Per i miracoli non siamo ancora attrezzati. Questo dovrebbero riconoscere i banchieri centrali che cercano disperatamente di rianimare l’inflazione. Una missione ben più difficile di quella dei medici e degli infermieri che curano i malati di Covid-19 finiti nel girone semi-dantesco della terapia intensiva e dei ventilatori polmonari.

Sanno benissimo che esistono potenti asimmetrie al lavoro nei sistemi economici. A seconda che il sistema viaggi a buon ritmo e sia prossimo alla piena occupazione. O che sia in difficoltà. Per quanto riguarda la politica monetaria e la sua efficacia sui prezzi, queste asimmetrie sono ben riassunte nel vecchio adagio che paragona l’azione delle banche centrali a una corda: quando la tiri funziona molto bene, molto male quando la spingi.

Pare che di queste asimmetrie si siano recentemente accorti anche i ricercatori alla frontiera più avanzata degli studi economici: l’acqua calda è sempre una bella scoperta, che spesso ha meritato il Nobel. E pure la FED che ha varato la nuova strategia: lasciare lasca la corda finché non ci sono evidenti e prolungate tensioni sui prezzi. Ossia finché non si vede l’inflazione nel bianco degli occhi.

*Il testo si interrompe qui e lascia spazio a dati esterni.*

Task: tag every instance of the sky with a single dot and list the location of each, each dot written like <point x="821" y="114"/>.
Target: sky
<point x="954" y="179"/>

A suo modo la BCE lo sta facendo da un po’, quando dice che per alzare i tassi serve che «l’inflazione si muova verso l’obiettivo in modo sostenibile, il linea con il suo (della BCE, ndt) impegno». Lo ha ribadito da ultimo David Lane, capoeconomista e membro del Consiglio della BCE.

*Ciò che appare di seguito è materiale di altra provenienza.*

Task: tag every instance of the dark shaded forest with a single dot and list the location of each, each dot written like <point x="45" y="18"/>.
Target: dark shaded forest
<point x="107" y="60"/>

Il fatto è che la strada delle Banche centrali per raggiungere un po’ più di inflazione è lastricata di buone intenzioni. Ma, appunto perché gli tocca ora spingere sulla corda, continuano a implorare ad ogni occasione i governi di varare una politica di bilancio più espansiva. Perché questa può davvero alzare la domanda e quindi rimettere in moto il processo di crescita che, alla lunga, porterebbe a maggior dinamica dei prezzi. Forse.

Guardando i dati qualitativi e quantitativi, qualcosa inizia a muoversi nei listini. Ma solo negli USA. Dove sia l’incremento dei prezzi al consumo (qualunque misura si voglia usare) sia le risposte all’indagine PMI sottolineano rincari diffusi, nel manifatturiero e nei servizi. E, qualora Biden vincesse e avesse una maggioranza amica anche al Senato, allora la spinta del bilancio sarebbe sufficientemente potente da risvegliare incrementi salariali e dell’inflazione.

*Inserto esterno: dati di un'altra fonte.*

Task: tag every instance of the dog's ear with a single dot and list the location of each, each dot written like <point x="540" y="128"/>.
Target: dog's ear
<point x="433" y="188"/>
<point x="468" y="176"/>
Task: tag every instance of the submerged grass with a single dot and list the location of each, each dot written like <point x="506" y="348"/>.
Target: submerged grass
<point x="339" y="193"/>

Nell’Eurozona e nell’Asia lontana, invece, dominano gli sconti, per carenza di domanda, forte concorrenza, ampia capacità inutilizzata, aumenti di produttività grazie alle nuove tecnologie. Si stanno, cioè aprendo due oceani nuovi, oltre a quelli naturali esistenti, che rendono l’America economica più lontana. Sarà interessante esaminarne l’evoluzione e misurarne l’eventuale allargamento.

D’altra parte, le spinte sul lato dei costi si sono normalizzate. Le quotazioni delle materie prime si sono stabilizzate su livelli analoghi a quelli prepandemici. Solo il petrolio è di oltre un terzo più basso, e pesa molto.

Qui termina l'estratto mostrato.